Proposition 19: Tax, Regulate, and Control Cannabis: YES. By far the most important item on the ballot. Proposition 19 represents a huge and painfully overdue blow to the insanely expensive and completely ineffective “war on drugs”. Sane drug policy cannot, and will not, ever come from the Federal Government, unless it first comes from the states. This is our chance. I cannot overstate the importance of this piece of legislation.
Proposition 20: Redistricting of Congressional Districts: YES. Remember way back in Politics 101 the term “Gerrymandering”?–the drawing of ludicrously shaped political districts designed to keep incumbents safe? This would end that. Californians approved a similar measure last election, but that law covered only the state legislature. This one covers Congressional districts and thereby completes the job.

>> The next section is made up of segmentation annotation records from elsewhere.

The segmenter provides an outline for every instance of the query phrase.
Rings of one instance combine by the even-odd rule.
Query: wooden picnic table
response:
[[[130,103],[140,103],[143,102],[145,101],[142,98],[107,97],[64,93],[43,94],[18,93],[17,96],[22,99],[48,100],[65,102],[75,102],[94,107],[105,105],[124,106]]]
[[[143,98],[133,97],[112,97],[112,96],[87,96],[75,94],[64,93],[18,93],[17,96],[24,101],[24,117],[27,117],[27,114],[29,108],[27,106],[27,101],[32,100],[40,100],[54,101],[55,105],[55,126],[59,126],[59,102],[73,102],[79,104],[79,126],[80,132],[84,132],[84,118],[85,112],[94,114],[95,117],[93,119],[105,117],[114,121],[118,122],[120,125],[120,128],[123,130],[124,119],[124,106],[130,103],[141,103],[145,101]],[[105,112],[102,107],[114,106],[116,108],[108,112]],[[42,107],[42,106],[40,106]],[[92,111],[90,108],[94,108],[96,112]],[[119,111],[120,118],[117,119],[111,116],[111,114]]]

Proposition 21: Vehicle Registration Fee for State Park Admittance. YES. Proposition 21 would tack on an $18 fee every time you register your car. The money would go entirely to the cash-starved state-parks, and would remain out of the reach of state legislators. In exchange, every California registered vehicle would receive free-entry to every state park. Now, I’m not one for compulsory membership, but I’m also not one to pass on a good deal. Saving the State-Parks while gaining unlimited access for $18? That is a GREAT deal.
Proposition 22: Prohibits State Raids on Local Government: YES. Sacramento is actually worse of than you think. For years, Sacramento has been disguising the full scope of it’s financial woes by stealing money from local governments. Proposition 22 would make such raids illegal, and force state-politicians to come to grips with a structurally dysfunctional business model.

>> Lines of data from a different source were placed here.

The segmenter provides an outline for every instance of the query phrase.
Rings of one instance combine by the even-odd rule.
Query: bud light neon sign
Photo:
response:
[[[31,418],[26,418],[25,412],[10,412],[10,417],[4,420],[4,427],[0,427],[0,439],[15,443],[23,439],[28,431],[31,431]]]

Proposition 23: Suspend Environmental Protections: NO. This insulting attack on California’s burgeoning clean-energy industry is spearheaded by Texas Oil companies. Fuck them.
Proposition 24: Close Corporate Tax Breaks: YES. An extremely complicated array of closures and repeals of tax-loophole and tax-breaks for people who aren’t you.
Proposition 25: Democracy in Budgeting: YES. California is one of only three states in the union where the budget is controlled by minority-rule. This arrangement is actually principled in feudal-era notions of class and privilege, and it is in every way bad. Proposition 25 restores majority rule to California’s horrific budget process.
Proposition 26: No more democracy in fee raises: NO. Takes away majority rule in regards to state-fees. The reverse of Proposition 25 above.
Proposition 27: Abolishes sanity in redistricting reforms from last year: NO. This cynical and insulting measure comes from the state Democrat and Republican party leadership, and would give party bosses the ability to pick their voters rather than voters pick their representatives. Big NO.